Incompleteness : Group Exhibition

April 10 - May 30, 2026 Paris

Incompleteness, Mariane Ibrahim’s latest exhibition in Paris, proposes a structure of attention that privileges partiality, vulnerability, and the refusal of closure across three distinct practices. The exhibition brings together Shannon T. Lewis, Cristina Flores Pescorán, and Naomi Lulendo, artists whose lives and work unfold across multiple geographies, each shaped by forms of circulation and negotiation that resist singular belonging. 

 

Shannon T. Lewis (b. 1981, Toronto; lives in Berlin) constructs pictorial thresholds in which interior and exterior collapse into one another. The Key to Where We Really Live (2026) opens the exhibition with an installation in which three paintings coalesce into a composite body through their dialogue with an arched form painted directly onto the wall. Multiple perspectives coexist, disorienting the viewer and resisting a singular point of view. In nearby paintings such as Before the Light Changed (2025) and Altars Beyond Recognition (2025), the body is displaced and reconstituted through gesture: hands emerge, withdraw, or linger at the threshold of objects and spaces. Across these works, the figure is never fully present but persists through fragments. 

 

Cristina Flores Pescorán (b. 1986, Lima; lives in Utrecht) approaches the body as a site of rupture and repair, where textile and sculptural forms, rooted in ritual and material knowledge, reimagine healing beyond the limits of the clinical. 

 

In the main gallery, Siete Momentos para Sanar un Susto (Seven Steps to Overcoming a Spook, 2024) presents an installation composed of seven textile sculptures extending from the wall, held in place by long needles. Emerging from the artist’s experience of illness and recovery, the work transforms the clinical gesture of the biopsy into a ritualized act in which the body is both fragmented and reassembled.
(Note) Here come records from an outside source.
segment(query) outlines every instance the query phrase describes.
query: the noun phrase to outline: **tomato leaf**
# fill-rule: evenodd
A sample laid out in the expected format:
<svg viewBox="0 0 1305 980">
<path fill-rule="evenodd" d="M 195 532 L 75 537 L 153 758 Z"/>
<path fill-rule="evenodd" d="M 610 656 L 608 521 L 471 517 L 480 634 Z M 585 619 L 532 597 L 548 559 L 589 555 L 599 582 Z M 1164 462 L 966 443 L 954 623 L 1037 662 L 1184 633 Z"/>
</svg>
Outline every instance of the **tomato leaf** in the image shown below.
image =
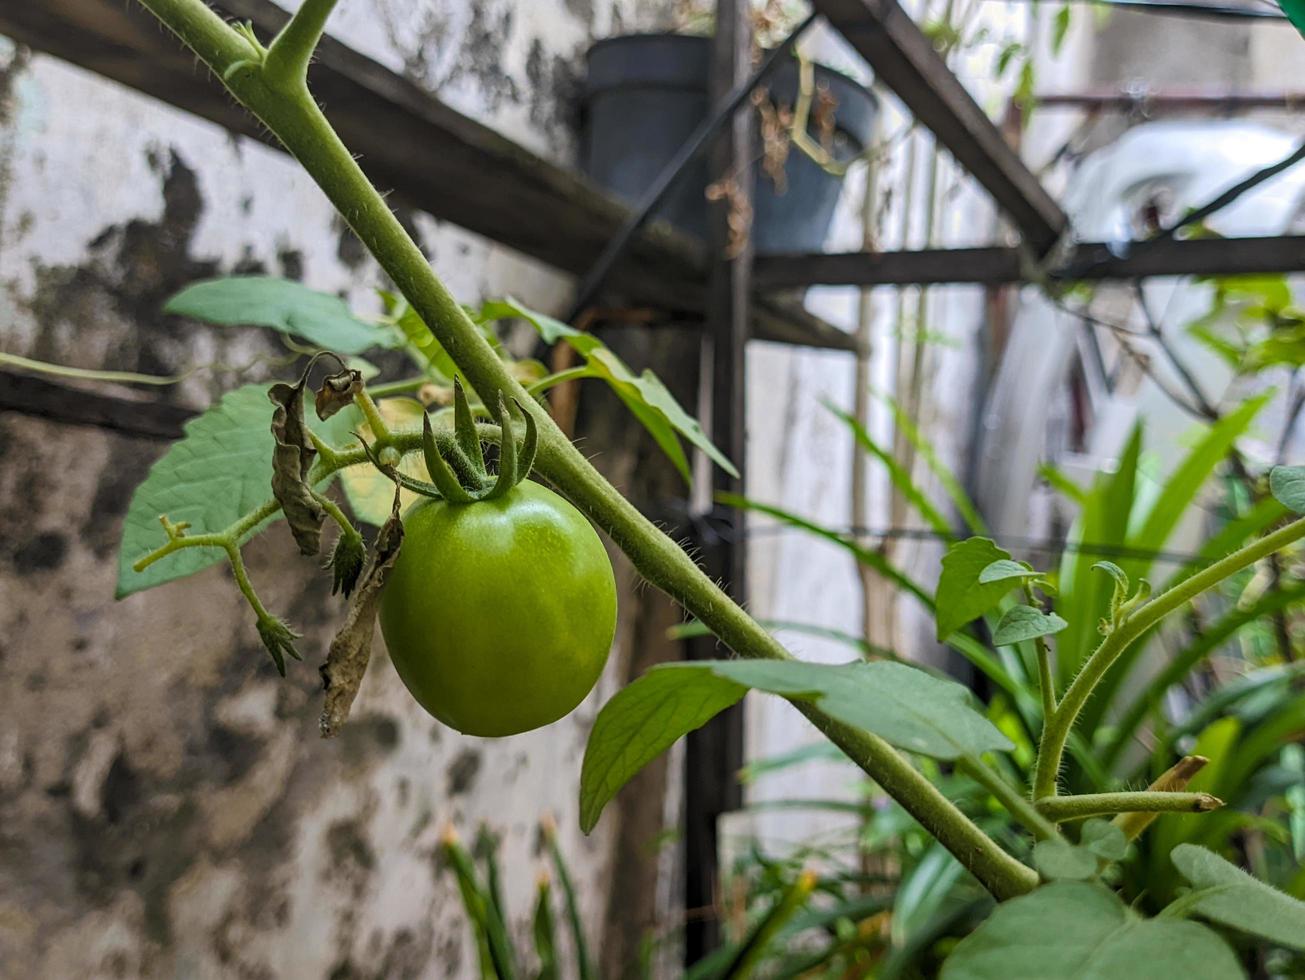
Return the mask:
<svg viewBox="0 0 1305 980">
<path fill-rule="evenodd" d="M 169 299 L 163 312 L 221 326 L 267 327 L 340 354 L 401 343 L 391 332 L 354 316 L 338 296 L 275 276 L 197 282 Z"/>
<path fill-rule="evenodd" d="M 701 728 L 747 688 L 709 671 L 651 670 L 603 705 L 580 769 L 580 828 L 594 829 L 603 807 L 640 769 Z"/>
<path fill-rule="evenodd" d="M 481 307 L 480 315 L 492 319 L 520 317 L 534 326 L 546 343 L 554 344 L 562 340 L 570 344 L 585 359 L 593 376 L 607 382 L 626 408 L 648 430 L 686 483 L 690 480 L 689 461 L 678 436 L 683 436 L 701 449 L 726 473 L 739 475 L 729 458 L 707 438 L 707 433 L 698 420 L 684 410 L 657 375 L 649 370 L 635 374 L 593 334 L 568 327 L 560 320 L 522 306 L 511 297 L 486 303 Z"/>
<path fill-rule="evenodd" d="M 940 642 L 991 610 L 1011 590 L 1011 580 L 979 580 L 985 569 L 1003 560 L 1010 560 L 1010 552 L 998 548 L 989 538 L 967 538 L 947 549 L 934 597 Z"/>
<path fill-rule="evenodd" d="M 347 413 L 314 426 L 334 433 Z M 272 496 L 271 404 L 268 386 L 245 385 L 189 422 L 132 494 L 118 546 L 117 598 L 185 578 L 225 560 L 217 548 L 184 548 L 142 572 L 132 564 L 167 538 L 160 515 L 190 524 L 188 533 L 221 531 Z M 327 438 L 330 438 L 327 436 Z"/>
<path fill-rule="evenodd" d="M 1128 838 L 1109 820 L 1093 817 L 1083 823 L 1079 846 L 1105 861 L 1122 861 L 1128 853 Z"/>
<path fill-rule="evenodd" d="M 1070 18 L 1072 17 L 1071 8 L 1068 3 L 1056 11 L 1056 16 L 1052 18 L 1051 26 L 1051 53 L 1060 54 L 1060 49 L 1065 45 L 1065 37 L 1069 34 Z"/>
<path fill-rule="evenodd" d="M 1253 878 L 1213 851 L 1179 844 L 1169 854 L 1196 891 L 1193 911 L 1220 925 L 1305 950 L 1305 902 Z"/>
<path fill-rule="evenodd" d="M 757 691 L 804 701 L 899 748 L 935 759 L 1007 752 L 1013 746 L 971 706 L 970 693 L 906 664 L 813 664 L 798 660 L 705 660 L 664 670 L 710 670 Z"/>
<path fill-rule="evenodd" d="M 1037 578 L 1041 574 L 1026 562 L 998 558 L 979 573 L 979 584 L 990 585 L 993 582 L 1004 582 L 1009 579 Z M 1013 588 L 1014 585 L 1015 583 L 1012 582 L 1011 587 Z"/>
<path fill-rule="evenodd" d="M 997 906 L 943 963 L 942 980 L 1233 980 L 1237 958 L 1211 929 L 1144 919 L 1095 882 L 1058 881 Z"/>
<path fill-rule="evenodd" d="M 1032 640 L 1039 636 L 1059 633 L 1067 626 L 1069 623 L 1055 613 L 1044 613 L 1032 606 L 1011 606 L 1001 617 L 1001 622 L 997 624 L 997 629 L 992 634 L 992 642 L 999 647 L 1009 646 L 1012 643 L 1023 643 L 1025 640 Z"/>
<path fill-rule="evenodd" d="M 1040 840 L 1033 845 L 1033 863 L 1049 881 L 1083 881 L 1096 877 L 1097 856 L 1067 840 Z"/>
<path fill-rule="evenodd" d="M 150 467 L 122 525 L 117 597 L 184 578 L 224 560 L 215 548 L 186 548 L 132 571 L 132 563 L 166 541 L 160 515 L 188 522 L 191 534 L 221 531 L 271 496 L 272 429 L 267 385 L 227 392 L 186 423 L 185 435 Z"/>
<path fill-rule="evenodd" d="M 1269 472 L 1269 489 L 1278 503 L 1305 514 L 1305 466 L 1275 466 Z"/>
<path fill-rule="evenodd" d="M 905 664 L 878 661 L 702 660 L 655 667 L 599 712 L 580 775 L 581 825 L 681 735 L 751 688 L 814 701 L 832 718 L 899 748 L 938 759 L 1009 751 L 1009 739 L 971 707 L 960 684 Z"/>
</svg>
Working with undyed Peruvian cotton, purple corn, and copper thread, Flores Pescorán draws from pre-Columbian textile traditions to produce forms that evoke suturing, protection, and care. In the drawings Juegos en mi Chacra (Games in my Chacra, 2024), the body appears dispersed, subtly embedded within the woven structures that sustain it. 

 

Naomi Lulendo (b. 1994, Paris; lives between Paris, Guadeloupe, and Dakar) works through assembly and disjunction, her architectural compositions resisting narrative coherence. 

 

On the first floor, the artist presents two works structured as diptychs and polyptychs: Panorama I (2019) and Panorama IV (2026). The compositions draw on architectural space while resisting the coherence of linear perspective: planes flatten, shift, and overlap, producing environments that remain unresolved. These works invite close attention while allowing for misreading and the possibility of loss, echoing the logic of the puzzle, a recurring structure in her practice. In No Comment (2026), this refusal becomes explicit: the work withholds resolution, suspending meaning and resisting the impulse to complete the image or its narrative. 

 

Together, these practices do not resolve into a unified reading, but instead sustain an open field of attention in which forms, bodies, and narratives remain in the process of becoming.